There’s a lot of computation involved for long trajectories. With default settings, you have to run the loop 400 times for each second of flight you want to predict. We only have one projectile to predict in our prototype, so we’re just running one prediction, which doesn’t cost very much. If you used this to predict lots of projectiles for lots of different launchers in a large scale game, perhaps this would begin to be a problem for you.

Also, it’s only simulating the trajectory, and not actually running the physics engine or simulating anything else in the game. This means it doesn’t predict collisions or collision resolution. If you render this path as-is, it’ll just clip through walls or other obstacles in the world, which obviously isn’t actually what will happen when the projectile is launched.

These drawbacks weren’t a problem for our prototype, so it turned out to be pretty useful code. We share this now in the hope that someone else out there is faced with the same requirements and finds it useful too.


Possible Future Upgrades

I have some ideas around the drawbacks of this method. This is the main area for improvement, as the actual functionality is fine.

For performance, no profiling or optimisation work has been performed. I’ve just laid things out in the way that made sense to me. It’s hard to guess at optimisations, but perhaps a little profiling would reveal some simple speedups. The bigger step would be to push this code out to a native dll and get down to nitty-gritty c++ optimisation – perhaps with SIMD instructions. You can’t parallelise the steps (each iteration of the loop depends on the result of the previous) but you could parallelise multiple projectile predictions – e.g. if you have many projectiles, run 4 or 8 predictions in parallel.

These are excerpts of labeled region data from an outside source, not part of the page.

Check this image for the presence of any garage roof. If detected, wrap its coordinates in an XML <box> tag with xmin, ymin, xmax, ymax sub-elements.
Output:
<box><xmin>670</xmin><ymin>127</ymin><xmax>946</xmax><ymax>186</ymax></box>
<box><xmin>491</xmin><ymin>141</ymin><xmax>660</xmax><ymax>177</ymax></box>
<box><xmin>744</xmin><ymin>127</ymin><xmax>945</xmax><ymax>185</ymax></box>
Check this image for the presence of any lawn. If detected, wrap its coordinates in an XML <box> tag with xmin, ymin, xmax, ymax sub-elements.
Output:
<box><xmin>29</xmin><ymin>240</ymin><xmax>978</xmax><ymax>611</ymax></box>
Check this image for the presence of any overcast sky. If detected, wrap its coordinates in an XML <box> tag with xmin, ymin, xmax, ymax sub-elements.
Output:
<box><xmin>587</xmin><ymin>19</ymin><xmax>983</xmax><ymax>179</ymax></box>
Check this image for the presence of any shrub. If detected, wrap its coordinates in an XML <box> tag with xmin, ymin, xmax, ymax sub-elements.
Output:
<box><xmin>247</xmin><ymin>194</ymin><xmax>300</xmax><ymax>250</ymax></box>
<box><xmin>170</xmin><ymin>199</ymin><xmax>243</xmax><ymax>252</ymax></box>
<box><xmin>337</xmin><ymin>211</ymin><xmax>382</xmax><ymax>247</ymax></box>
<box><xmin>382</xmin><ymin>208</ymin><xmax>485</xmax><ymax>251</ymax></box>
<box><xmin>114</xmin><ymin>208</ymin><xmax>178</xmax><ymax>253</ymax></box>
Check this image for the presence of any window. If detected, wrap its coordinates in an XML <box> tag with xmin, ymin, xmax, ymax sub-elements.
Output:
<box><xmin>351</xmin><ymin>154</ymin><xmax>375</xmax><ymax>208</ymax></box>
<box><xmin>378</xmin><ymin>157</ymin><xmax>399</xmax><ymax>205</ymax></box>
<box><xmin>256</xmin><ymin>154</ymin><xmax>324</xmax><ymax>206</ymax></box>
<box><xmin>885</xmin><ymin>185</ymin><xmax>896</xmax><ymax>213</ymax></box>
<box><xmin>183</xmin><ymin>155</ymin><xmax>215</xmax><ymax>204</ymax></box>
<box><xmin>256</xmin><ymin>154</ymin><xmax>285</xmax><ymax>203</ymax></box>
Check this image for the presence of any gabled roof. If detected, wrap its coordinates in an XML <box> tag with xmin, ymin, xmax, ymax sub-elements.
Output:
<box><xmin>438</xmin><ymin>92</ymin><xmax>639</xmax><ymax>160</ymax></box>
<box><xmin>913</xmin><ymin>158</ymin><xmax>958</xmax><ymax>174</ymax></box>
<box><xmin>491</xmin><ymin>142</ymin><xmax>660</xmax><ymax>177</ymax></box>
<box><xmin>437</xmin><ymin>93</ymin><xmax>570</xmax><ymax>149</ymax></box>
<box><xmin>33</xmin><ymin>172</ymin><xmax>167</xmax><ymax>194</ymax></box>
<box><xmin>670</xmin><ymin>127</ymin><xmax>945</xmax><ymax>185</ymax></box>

The other big upgrade is around prediction. For some games a true prediction would be really valuable – for example, visualising the outcome of collisions and reactions in a pool table game. You’d want to see the predicted path of the ball, even after several bounces. This isn’t going to happen with any simple model if you have any in-depth physics properties. You’d need a big shift in your approach – to run the physics engine yourself. I’d find an appropriate existing physics engine and build it into the game/Unity, which is a shame as it’s duplicating the work that Unity’s already done. But after doing that, you’d have control over the physics simulation and how you update it.

You’d try for a setup where you’d be able to clone the existing simulation and run some update ticks – to, essentially, look into the future – you’ll be tracking the future state of the simulation, assuming no inputs change. This would have to be a separate simulation, as you wouldn’t want the actual state of the pool table to change – just to compute the predicted future state. This will be even more expensive that just running the basic prediction code we had above – it’s the full physics simulation.